La maternità continua a essere ancora un forte ostacolo al naturale proseguimento della carriera lavorativa: nel 2006, ben una donna su nove è uscita dal mercato del lavoro dopo aver fatto un figlio. Per la gran parte dei casi, due terzi circa, questo è dovuto a 'esigenze di cura e assistenza della prole’; il restante terzo lo imputa a motivi di 'tenuta contrattuale’. In pratica, a queste donne, non è stato rinnovato un contratto dopo la maternità. Indice che, come riassume l'Isfol, “la maternità continua a essere uno dei fattori più difficili da gestire per le organizzazioni, oltre che una fonte di pratiche discriminatorie”. Un altro degli ostacoli di cui è disseminato il percorso lavorativo di una donna è la disparità di trattamento salariale. Il divario retributivo tra uomo e donna, infatti, arriva secondo l'Isfol, a parità di contratto e inquadramento, al 15,8%. Si tratta di una quota consistente di cui è privata la retribuzione femminile (se pur in diminuzione rispetto al 1998, quando il gap salariale di genere era del 18,5%), che può essere spiegata non solo con la minore corresponsione a parità di ruoli, ma anche con la “discriminazione all'accesso a posizioni lavorative meglio retribuite”. Tra le cause delle maggiori difficoltà di carriera per le donne, anche la diversa durata degli orari di lavoro, in media minori di otto ore alla settimana di quelli degli uomini. Ma quelli delle donne, conclude l'Isfol, sono anche, paradossalmente, gli orari meno flessibili: le lavoratrici che indicano vincoli rigidi in entrata al lavoro sono il 10% in più degli uomini.

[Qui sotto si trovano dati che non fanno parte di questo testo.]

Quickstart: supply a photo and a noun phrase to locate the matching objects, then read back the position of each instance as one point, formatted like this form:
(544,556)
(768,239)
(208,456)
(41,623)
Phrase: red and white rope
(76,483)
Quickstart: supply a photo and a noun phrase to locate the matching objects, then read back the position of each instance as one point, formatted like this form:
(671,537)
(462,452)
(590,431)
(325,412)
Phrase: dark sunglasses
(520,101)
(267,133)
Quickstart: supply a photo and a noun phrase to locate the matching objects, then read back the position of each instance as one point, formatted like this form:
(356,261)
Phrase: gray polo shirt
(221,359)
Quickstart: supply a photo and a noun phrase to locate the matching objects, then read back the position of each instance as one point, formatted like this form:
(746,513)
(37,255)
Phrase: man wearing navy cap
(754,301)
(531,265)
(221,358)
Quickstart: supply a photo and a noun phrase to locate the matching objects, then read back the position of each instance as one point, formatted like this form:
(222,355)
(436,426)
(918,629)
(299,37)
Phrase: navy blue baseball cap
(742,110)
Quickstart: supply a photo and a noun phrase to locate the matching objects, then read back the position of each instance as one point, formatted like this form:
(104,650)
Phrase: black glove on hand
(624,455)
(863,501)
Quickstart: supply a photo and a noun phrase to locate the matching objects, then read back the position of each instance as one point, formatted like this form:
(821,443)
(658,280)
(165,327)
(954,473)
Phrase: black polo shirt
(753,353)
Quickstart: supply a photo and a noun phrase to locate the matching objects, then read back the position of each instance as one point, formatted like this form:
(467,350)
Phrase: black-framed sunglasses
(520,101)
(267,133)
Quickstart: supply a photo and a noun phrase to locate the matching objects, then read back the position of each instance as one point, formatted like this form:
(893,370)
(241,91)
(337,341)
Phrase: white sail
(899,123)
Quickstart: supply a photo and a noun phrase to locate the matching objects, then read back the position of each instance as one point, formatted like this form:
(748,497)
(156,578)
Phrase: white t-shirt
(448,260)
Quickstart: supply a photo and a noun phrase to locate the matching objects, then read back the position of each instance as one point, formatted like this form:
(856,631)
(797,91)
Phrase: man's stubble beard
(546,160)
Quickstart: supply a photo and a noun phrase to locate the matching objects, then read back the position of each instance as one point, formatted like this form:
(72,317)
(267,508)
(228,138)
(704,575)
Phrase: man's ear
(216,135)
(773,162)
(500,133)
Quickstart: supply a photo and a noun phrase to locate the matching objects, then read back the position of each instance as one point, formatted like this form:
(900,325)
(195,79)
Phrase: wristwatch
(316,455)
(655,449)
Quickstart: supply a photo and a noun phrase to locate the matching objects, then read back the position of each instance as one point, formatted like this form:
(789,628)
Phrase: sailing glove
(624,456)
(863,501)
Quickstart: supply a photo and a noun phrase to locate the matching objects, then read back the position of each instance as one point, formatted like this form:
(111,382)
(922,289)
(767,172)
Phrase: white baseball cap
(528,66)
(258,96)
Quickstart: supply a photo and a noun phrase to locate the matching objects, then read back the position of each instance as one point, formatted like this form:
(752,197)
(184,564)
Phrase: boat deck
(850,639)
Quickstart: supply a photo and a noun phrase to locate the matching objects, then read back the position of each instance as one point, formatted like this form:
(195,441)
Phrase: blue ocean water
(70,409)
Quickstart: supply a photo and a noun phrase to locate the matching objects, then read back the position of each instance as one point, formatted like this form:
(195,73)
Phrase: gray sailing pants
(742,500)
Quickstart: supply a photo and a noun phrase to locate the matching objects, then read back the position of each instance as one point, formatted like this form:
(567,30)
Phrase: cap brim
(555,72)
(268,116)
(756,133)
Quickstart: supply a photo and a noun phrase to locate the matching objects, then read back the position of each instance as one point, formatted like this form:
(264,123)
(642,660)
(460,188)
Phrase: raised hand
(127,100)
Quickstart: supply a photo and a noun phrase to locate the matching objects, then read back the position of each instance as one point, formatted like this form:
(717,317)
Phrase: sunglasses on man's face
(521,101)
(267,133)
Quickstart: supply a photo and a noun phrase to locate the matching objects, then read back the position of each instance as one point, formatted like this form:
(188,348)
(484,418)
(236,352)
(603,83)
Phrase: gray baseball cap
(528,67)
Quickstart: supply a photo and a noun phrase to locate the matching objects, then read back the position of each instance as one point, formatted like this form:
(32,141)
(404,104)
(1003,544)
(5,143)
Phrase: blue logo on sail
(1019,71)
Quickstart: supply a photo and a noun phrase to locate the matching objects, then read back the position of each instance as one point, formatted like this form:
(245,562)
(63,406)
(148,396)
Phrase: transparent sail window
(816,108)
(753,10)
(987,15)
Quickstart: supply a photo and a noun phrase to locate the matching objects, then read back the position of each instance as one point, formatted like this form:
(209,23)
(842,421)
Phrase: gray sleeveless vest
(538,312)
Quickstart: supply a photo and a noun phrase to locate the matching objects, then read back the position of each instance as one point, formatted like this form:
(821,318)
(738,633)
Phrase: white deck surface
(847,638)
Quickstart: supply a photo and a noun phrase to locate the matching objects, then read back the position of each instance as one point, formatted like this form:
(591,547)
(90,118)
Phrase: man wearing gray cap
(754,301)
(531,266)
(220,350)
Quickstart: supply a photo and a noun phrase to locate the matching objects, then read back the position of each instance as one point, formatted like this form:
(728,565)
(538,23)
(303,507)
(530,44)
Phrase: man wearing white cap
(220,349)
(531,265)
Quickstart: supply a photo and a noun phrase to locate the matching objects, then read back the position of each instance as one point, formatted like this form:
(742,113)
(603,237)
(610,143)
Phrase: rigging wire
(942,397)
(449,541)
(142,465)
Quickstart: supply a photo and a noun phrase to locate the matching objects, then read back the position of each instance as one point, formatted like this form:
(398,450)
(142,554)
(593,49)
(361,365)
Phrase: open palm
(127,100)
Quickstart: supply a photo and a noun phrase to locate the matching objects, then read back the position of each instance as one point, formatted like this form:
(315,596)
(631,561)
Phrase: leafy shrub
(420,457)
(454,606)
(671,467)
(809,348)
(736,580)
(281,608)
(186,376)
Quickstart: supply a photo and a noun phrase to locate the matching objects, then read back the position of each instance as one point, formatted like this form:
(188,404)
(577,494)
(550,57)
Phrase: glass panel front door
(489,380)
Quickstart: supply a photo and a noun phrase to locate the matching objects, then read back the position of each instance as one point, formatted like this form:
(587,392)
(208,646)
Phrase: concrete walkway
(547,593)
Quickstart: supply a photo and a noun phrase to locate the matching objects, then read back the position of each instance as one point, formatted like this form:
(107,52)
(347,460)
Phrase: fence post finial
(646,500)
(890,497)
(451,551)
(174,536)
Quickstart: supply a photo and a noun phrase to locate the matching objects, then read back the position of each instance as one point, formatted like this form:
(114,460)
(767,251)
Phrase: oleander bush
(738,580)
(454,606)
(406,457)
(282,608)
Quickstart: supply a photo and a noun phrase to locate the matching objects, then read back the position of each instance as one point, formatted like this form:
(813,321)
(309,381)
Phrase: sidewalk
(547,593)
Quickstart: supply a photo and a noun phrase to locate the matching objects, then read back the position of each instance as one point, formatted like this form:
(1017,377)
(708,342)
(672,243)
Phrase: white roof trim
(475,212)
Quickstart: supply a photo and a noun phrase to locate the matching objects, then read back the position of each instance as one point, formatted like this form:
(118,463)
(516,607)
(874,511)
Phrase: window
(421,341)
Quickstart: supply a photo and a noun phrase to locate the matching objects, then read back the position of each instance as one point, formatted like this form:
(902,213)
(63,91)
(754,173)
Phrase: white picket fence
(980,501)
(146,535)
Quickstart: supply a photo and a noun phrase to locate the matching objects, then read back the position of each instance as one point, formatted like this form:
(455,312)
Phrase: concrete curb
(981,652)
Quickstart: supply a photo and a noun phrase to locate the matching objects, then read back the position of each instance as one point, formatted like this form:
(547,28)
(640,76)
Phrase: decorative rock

NEL 2006 TASSO DIPLOMATI AUMENTA AL 75,5%

Nel 2006 aumenta il tasso di diplomati (75,5% della popolazione giovanile), ma l'Italia rimane sotto al benchmark europeo (85%), ovvero il traguardo da raggiungere entro il 2010. Inoltre, il 20% della popolazione giovanile non riesce ad andare oltre il titolo di licenza media, contro il limite massimo del 10% indicato dagli obiettivi comunitari; infine, solo il 51% della popolazione italiana possiede un titolo di studio post-obbligo, contro il 70% della media europea. Tra i nodi irrisolti del nostro sistema formativo, dice l'Isfol, c'è quello della dispersione scolastica. Sono, infatti,150 mila gli adolescenti formalmente soggetti ad obbligo (diritto-dovere), ma in realtà fuori da ogni canale formativo: circa 113 mila ragazzi tra i 14 e i 17 anni sono esclusi dai canali formativi formali e a questi si aggiungono gli oltre 40 mila minorenni che, nonostante siano stati assunti con contratto di apprendistato, di fatto non svolgono le attività di formazione previste dalla legge. Aumenta il numero dei laureati, a dimostrazione del recupero di efficienza prodotto dall'introduzione del modello della laurea cosiddetto '3+2'. Nel 2006 hanno conseguito un titolo di studio universitario oltre 300.000 persone, ovvero 100.000 in più di quante se ne erano laureate appena 4 anni prima. A distinguersi nel campo dell'istruzione sono soprattutto le ragazze: circa il 77% delle giovani studentesse arriva a prendere un diploma di scuola media superiore, contro il 66% circa dei maschi. Tra le matricole universitarie le donne sono il 65,1% e anche nel conseguimento della laurea di I livello le donne sono il 57,3%.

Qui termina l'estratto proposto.